Crollo del prezzo dei cereali, c'è allarme per i coltivatori della provincia

Stefano Berti

Il crollo dei prezzi dei cereali rischia di mettere in ginocchio il comparso agricolo. "Qui - dice Stefano Berti, direttore di Cia Pisa - la situazione è gravissima e forse, ancora, la comunità non ha la percezione: si rischia la chiusura di decine di aziende con la conseguente perdita di posti di lavoro". Ma non solo: "Si rischia che il prossimo anno non ci sia produzione di cereali, perché a questi prezzi conviene ripiegare sui contributi destinati a terreni incolti".

Qual'è il problema?  La produzione dell'oro giallo quest’anno è aumentata con qualità di grani sempre più eccellenti ma ai porti italiani, quindi anche a Livorno, ogni giorno si scarica grano proveniente dall’estero; negli ultimi giorni è arrivato grano australiano.

Ai nostri produttori il grano viene pagato dai 16 ai 19 euro al quintale, il 30% meno di quanto costa realmente la produzione. I costi produttivi, infatti, sono in costante aumento (più 4,4 per cento all’inizio dell’anno, di cui più 6,4 per cento solo per i carburanti) "Il prezzo di grano duro e grano tenero pagato agli agricoltori resta tutt'ora tra i più bassi del mondo - aggiunge Berti - Gli imprenditori sono sul piede di guerra e anche a livello locale stiamo valutando quali forme di protesta metter in atto".

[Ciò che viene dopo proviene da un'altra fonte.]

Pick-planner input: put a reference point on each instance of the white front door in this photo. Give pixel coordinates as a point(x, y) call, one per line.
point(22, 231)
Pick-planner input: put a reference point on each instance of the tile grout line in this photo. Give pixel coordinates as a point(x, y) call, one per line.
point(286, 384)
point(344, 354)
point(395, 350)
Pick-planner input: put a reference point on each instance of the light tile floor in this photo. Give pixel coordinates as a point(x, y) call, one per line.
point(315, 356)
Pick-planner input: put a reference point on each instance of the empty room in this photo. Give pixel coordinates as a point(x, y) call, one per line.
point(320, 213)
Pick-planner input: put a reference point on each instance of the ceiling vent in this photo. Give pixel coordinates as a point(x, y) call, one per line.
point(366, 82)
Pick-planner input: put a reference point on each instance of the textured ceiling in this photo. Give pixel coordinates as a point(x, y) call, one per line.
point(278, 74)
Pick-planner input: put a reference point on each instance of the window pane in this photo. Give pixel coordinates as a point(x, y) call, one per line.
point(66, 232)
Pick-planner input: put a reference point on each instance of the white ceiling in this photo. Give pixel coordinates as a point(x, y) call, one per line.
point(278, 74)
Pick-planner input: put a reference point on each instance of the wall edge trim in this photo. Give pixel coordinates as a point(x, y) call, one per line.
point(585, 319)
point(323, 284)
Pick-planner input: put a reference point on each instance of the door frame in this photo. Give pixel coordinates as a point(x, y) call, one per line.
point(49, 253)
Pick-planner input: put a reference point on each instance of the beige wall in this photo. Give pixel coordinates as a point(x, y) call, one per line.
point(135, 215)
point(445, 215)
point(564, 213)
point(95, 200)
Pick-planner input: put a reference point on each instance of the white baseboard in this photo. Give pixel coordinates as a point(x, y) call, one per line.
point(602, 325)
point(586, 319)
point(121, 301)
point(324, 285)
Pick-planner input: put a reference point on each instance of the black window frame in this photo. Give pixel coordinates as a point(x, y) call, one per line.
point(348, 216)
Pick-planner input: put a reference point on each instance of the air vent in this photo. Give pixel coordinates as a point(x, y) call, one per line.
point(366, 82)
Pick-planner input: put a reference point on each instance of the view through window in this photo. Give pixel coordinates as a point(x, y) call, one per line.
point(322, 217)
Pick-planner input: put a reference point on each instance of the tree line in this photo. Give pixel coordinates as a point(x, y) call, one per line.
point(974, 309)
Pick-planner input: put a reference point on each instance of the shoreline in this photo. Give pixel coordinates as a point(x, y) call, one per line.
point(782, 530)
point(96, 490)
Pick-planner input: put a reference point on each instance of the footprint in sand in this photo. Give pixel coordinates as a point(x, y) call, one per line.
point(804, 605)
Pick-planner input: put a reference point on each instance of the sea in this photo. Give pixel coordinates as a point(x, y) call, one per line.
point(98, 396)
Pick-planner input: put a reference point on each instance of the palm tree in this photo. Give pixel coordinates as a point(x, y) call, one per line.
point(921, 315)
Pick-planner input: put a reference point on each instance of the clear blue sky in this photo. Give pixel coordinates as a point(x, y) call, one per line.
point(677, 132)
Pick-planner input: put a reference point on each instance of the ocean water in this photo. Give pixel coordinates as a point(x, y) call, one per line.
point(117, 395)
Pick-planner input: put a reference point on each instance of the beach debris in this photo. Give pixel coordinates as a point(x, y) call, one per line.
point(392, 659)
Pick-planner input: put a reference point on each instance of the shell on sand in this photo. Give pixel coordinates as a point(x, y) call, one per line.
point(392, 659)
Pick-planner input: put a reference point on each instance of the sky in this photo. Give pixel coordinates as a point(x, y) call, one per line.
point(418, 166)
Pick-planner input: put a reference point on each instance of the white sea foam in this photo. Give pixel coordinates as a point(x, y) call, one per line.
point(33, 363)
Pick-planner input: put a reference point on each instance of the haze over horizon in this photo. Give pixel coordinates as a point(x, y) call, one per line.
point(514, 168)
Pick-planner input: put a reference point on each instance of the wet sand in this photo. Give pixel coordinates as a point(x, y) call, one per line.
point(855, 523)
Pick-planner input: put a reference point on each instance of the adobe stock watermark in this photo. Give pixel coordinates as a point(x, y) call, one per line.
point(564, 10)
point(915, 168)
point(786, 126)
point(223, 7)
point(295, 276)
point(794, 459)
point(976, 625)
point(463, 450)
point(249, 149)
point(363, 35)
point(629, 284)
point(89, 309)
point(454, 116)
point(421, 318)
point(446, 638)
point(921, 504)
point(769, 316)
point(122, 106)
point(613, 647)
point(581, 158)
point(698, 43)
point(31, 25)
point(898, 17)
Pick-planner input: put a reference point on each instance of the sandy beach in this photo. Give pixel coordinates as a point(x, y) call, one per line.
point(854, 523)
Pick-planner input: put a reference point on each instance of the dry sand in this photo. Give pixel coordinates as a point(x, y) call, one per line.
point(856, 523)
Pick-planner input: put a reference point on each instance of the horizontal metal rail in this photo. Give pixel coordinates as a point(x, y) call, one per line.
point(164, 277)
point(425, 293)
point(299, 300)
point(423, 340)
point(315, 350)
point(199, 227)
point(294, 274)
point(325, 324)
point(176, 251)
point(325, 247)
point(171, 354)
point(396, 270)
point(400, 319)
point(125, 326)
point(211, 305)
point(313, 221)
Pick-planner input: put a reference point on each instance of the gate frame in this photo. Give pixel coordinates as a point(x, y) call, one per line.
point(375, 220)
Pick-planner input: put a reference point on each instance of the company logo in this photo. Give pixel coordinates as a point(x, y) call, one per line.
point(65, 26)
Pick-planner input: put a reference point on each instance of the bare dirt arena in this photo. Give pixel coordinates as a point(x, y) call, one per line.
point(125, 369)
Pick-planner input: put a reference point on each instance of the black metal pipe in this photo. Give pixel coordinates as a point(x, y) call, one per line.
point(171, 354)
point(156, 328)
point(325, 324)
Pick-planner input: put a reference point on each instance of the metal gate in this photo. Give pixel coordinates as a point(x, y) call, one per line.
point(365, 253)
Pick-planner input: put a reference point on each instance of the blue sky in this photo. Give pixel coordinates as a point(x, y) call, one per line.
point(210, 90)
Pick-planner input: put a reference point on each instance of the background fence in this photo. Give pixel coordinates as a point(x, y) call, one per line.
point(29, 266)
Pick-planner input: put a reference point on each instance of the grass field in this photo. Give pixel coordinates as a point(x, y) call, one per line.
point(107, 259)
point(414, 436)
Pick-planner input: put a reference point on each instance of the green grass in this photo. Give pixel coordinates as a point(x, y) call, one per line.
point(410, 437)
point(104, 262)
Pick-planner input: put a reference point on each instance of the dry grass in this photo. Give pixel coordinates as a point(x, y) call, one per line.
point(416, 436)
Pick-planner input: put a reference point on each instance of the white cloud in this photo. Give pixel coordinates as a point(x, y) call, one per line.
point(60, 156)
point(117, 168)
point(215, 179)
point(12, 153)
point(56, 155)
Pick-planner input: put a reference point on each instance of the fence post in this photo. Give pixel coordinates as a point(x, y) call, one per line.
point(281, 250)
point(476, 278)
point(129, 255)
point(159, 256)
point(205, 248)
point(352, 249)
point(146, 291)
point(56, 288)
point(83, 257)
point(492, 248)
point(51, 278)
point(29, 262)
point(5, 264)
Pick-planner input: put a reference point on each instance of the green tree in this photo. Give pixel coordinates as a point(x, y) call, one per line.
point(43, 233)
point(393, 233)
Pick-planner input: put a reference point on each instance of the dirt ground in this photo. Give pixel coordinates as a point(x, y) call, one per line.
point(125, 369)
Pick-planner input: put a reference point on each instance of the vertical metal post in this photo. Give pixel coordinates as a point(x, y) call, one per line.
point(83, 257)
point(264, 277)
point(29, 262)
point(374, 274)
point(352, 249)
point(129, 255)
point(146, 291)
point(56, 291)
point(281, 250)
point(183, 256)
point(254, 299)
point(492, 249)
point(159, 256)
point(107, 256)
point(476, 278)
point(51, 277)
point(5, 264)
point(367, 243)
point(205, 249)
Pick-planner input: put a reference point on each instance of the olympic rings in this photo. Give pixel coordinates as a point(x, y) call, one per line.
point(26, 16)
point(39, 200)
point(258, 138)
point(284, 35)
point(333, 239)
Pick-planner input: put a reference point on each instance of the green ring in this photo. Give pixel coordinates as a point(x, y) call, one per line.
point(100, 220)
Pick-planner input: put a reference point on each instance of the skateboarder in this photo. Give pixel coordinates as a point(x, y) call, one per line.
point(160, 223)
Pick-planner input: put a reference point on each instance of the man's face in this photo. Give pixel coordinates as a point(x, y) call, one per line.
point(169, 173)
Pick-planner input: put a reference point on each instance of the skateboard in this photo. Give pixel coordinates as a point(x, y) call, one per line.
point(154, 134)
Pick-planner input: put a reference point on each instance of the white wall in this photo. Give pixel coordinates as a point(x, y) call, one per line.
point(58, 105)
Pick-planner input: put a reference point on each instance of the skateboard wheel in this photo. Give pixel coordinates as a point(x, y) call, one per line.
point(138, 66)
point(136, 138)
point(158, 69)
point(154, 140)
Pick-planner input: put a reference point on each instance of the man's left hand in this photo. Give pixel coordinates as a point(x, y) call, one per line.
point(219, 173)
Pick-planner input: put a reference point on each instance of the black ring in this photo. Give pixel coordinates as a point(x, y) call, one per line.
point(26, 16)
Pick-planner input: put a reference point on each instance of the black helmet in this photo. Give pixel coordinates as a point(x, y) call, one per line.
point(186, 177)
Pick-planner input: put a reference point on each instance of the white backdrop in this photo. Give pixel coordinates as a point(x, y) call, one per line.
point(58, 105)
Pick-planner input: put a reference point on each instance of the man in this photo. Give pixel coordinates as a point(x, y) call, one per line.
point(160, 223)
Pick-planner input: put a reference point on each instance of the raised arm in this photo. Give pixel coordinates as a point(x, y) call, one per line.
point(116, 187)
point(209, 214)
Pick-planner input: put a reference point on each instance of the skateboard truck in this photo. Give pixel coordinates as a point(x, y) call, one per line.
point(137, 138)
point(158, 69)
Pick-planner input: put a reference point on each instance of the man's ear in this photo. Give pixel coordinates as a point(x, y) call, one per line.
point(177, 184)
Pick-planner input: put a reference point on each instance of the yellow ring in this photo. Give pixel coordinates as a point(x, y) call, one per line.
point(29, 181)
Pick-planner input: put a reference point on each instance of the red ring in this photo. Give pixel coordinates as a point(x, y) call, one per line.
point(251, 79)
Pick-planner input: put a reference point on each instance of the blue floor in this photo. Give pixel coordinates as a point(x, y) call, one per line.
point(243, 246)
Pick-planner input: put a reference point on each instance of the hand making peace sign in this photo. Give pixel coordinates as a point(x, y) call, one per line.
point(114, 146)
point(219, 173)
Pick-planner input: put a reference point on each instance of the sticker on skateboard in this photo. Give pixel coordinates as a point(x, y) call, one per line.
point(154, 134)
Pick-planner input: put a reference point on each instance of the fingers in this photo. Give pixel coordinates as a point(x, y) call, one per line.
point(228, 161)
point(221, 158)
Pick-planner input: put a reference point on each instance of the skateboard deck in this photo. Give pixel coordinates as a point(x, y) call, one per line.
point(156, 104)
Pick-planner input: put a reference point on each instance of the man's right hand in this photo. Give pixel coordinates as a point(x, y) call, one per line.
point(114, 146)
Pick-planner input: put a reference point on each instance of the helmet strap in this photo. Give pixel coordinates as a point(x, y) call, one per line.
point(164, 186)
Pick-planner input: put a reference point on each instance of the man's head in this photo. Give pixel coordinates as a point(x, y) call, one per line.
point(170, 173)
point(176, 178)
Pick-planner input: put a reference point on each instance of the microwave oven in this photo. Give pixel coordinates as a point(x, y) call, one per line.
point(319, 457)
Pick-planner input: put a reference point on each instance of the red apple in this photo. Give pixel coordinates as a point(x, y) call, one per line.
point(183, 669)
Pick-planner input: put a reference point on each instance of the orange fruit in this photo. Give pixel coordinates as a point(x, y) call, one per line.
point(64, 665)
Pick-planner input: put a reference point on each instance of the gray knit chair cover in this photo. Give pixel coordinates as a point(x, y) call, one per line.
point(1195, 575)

La Cia chiede provvedimenti sull'aggregazione del prodotto (è impossibile la navigazione solitari nei mercati anche per le aziende più grandi), per la riduzione dei costi di produzione, ma soprattutto per la tracciabilità del prodotto: "L'industria agroalimentare si fa bella con i numeri, l'export cresce, ma la pasta italiana sempre è fatta per lo più con grano non italiano. Diciamolo alla gente, facciamo in modo che sia obbligatorio dirlo". Per dare un dato del problema sul nostro territorio, tra grano tenero e grano duro in provincia di Pisa si producono 18mila tonnellate l'anno di prodotto. E questo segmento è vitale per un comparto che in cinque anni ha perso 200 aziende. Ora sono 3.866 (il 60% tra Valdera e Valdarno)  di cui il 60% interessate al cerealicolo.